Vicuña used precarios, which were art pieces created by a variety of materials, to focus on Earth’s resources. In the workshop, Hernandez combined both concepts by cutting strings like Ono to symbolize the elements participants felt they lost or were taken away from them and create their own precario with the remaining strings.
Questions were also asked throughout the process to have participants think about why certain elements are important and why people need to protect them. Cody and Hernandez said they wanted to create a safe environment virtually where people can express their feelings on tough topics and also take a breather from life’s stresses.

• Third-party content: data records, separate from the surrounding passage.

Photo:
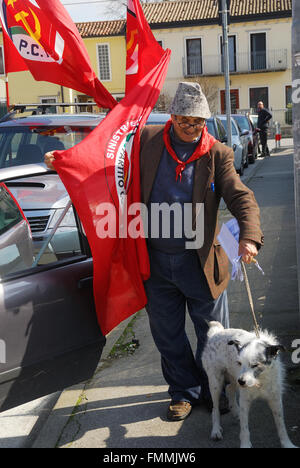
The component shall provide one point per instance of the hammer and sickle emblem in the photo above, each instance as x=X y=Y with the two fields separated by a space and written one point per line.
x=36 y=35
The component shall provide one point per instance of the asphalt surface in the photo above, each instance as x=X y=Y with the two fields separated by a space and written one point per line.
x=124 y=405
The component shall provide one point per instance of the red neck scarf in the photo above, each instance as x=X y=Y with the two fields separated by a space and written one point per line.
x=205 y=144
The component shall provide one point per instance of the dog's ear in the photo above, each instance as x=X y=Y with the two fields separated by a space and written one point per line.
x=273 y=351
x=235 y=343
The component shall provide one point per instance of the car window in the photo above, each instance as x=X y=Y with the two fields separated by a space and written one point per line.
x=211 y=128
x=242 y=122
x=221 y=130
x=10 y=214
x=28 y=144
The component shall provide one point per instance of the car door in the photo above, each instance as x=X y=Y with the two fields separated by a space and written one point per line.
x=49 y=335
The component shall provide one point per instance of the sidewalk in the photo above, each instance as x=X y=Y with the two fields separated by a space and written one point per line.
x=124 y=404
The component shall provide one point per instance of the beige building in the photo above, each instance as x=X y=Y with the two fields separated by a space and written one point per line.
x=259 y=49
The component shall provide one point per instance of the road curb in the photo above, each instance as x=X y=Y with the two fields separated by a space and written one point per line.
x=62 y=412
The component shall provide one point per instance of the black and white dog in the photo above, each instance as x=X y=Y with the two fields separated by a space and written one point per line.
x=251 y=366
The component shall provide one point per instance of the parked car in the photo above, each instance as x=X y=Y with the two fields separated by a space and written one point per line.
x=216 y=129
x=250 y=133
x=239 y=145
x=16 y=248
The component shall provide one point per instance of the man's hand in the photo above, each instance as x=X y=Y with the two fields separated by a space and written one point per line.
x=248 y=250
x=48 y=159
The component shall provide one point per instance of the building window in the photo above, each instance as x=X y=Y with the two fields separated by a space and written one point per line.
x=104 y=62
x=259 y=94
x=258 y=51
x=2 y=71
x=194 y=57
x=231 y=53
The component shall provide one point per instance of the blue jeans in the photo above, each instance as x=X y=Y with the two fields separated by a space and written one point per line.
x=177 y=281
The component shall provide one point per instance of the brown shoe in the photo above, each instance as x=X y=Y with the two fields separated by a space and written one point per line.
x=179 y=410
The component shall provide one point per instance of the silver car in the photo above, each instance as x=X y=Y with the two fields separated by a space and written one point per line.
x=239 y=145
x=23 y=143
x=16 y=248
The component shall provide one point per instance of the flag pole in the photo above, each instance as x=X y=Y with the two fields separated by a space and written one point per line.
x=7 y=93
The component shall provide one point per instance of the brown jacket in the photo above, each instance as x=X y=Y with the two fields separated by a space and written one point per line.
x=214 y=167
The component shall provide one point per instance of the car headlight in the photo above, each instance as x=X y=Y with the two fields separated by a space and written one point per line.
x=67 y=221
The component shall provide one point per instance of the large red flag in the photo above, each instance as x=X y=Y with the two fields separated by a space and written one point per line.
x=143 y=51
x=49 y=45
x=102 y=176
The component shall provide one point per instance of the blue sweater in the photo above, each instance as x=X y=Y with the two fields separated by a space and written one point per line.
x=167 y=190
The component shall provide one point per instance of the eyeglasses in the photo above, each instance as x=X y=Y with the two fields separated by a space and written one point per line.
x=186 y=125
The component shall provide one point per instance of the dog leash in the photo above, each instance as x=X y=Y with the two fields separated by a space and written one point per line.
x=256 y=327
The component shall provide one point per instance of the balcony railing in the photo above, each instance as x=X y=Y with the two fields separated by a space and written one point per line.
x=270 y=60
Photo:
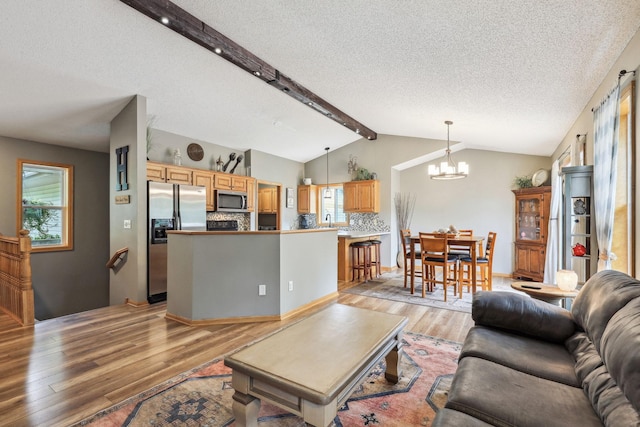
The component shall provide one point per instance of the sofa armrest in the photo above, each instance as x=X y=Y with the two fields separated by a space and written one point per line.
x=521 y=314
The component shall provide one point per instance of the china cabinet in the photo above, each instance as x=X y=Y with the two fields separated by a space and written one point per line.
x=532 y=219
x=579 y=239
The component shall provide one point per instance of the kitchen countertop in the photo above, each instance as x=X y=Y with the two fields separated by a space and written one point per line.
x=359 y=234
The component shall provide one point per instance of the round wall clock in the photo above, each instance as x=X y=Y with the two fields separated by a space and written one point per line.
x=539 y=177
x=195 y=152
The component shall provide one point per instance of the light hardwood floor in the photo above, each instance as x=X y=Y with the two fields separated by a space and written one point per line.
x=63 y=370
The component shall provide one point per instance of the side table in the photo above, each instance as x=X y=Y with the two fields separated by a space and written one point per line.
x=545 y=292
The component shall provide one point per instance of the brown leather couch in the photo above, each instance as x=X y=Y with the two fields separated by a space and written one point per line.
x=530 y=363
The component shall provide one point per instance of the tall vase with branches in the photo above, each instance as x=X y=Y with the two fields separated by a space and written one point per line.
x=404 y=204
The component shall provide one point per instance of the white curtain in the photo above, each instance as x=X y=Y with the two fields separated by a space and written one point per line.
x=553 y=260
x=605 y=123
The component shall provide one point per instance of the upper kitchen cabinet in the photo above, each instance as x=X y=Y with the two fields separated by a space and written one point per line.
x=268 y=200
x=307 y=195
x=362 y=196
x=251 y=194
x=204 y=179
x=160 y=172
x=230 y=182
x=156 y=172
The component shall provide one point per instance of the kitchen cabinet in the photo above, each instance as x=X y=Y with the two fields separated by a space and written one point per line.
x=179 y=175
x=268 y=200
x=225 y=181
x=362 y=196
x=579 y=238
x=160 y=172
x=532 y=221
x=251 y=194
x=307 y=198
x=204 y=179
x=156 y=172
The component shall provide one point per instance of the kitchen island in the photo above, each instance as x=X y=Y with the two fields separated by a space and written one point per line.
x=345 y=238
x=248 y=276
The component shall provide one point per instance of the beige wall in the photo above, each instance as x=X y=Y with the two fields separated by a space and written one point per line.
x=483 y=201
x=628 y=60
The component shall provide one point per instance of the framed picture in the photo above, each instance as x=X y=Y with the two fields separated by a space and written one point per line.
x=290 y=198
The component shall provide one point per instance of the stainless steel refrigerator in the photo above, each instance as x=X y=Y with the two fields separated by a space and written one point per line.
x=170 y=207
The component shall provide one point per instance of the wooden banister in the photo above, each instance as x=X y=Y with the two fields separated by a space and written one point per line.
x=119 y=254
x=16 y=291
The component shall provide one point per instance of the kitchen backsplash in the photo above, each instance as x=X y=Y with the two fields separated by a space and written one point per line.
x=244 y=220
x=357 y=222
x=367 y=222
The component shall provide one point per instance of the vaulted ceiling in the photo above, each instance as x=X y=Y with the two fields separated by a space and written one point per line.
x=512 y=76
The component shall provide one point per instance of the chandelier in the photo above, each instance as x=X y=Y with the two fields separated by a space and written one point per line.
x=447 y=168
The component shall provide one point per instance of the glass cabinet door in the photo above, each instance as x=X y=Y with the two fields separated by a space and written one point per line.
x=529 y=218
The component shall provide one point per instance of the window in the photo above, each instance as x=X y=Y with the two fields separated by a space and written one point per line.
x=623 y=226
x=45 y=199
x=333 y=206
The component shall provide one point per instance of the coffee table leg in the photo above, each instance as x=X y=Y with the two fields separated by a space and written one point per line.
x=245 y=410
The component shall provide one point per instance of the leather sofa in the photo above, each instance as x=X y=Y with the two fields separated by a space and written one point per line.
x=530 y=363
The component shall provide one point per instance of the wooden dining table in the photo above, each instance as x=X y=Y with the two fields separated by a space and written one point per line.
x=473 y=242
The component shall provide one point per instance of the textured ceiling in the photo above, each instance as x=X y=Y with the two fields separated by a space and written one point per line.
x=512 y=75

“It’s been a really difficult time for everyone. Just because the Laureate Lab is a very interactive space but it’s also a very tiny space, so the pandemic has made it challenging for us in a way to be able to function,” Cody said. “What we’ve been doing is trying to do these sudden experiments in a way for folks to still understand and know what the Laureate Lab is doing.”
“One way that I would like to encourage people to do poetry… If you’re too embarrassed or whatever it is, just to be a kid again. Be a kid at heart and get whatever materials you can and draw around it and write your feelings,” Hernandez said.
Students at the event said they felt thankful and grateful for Hernandez’s workshop and in the end, showcased the artwork they created.
Yang-Vang will host the next “Sudden Experiment” on April 7 around 7 p.m. Information on the event hosted by Clements’ will be announced at a later date.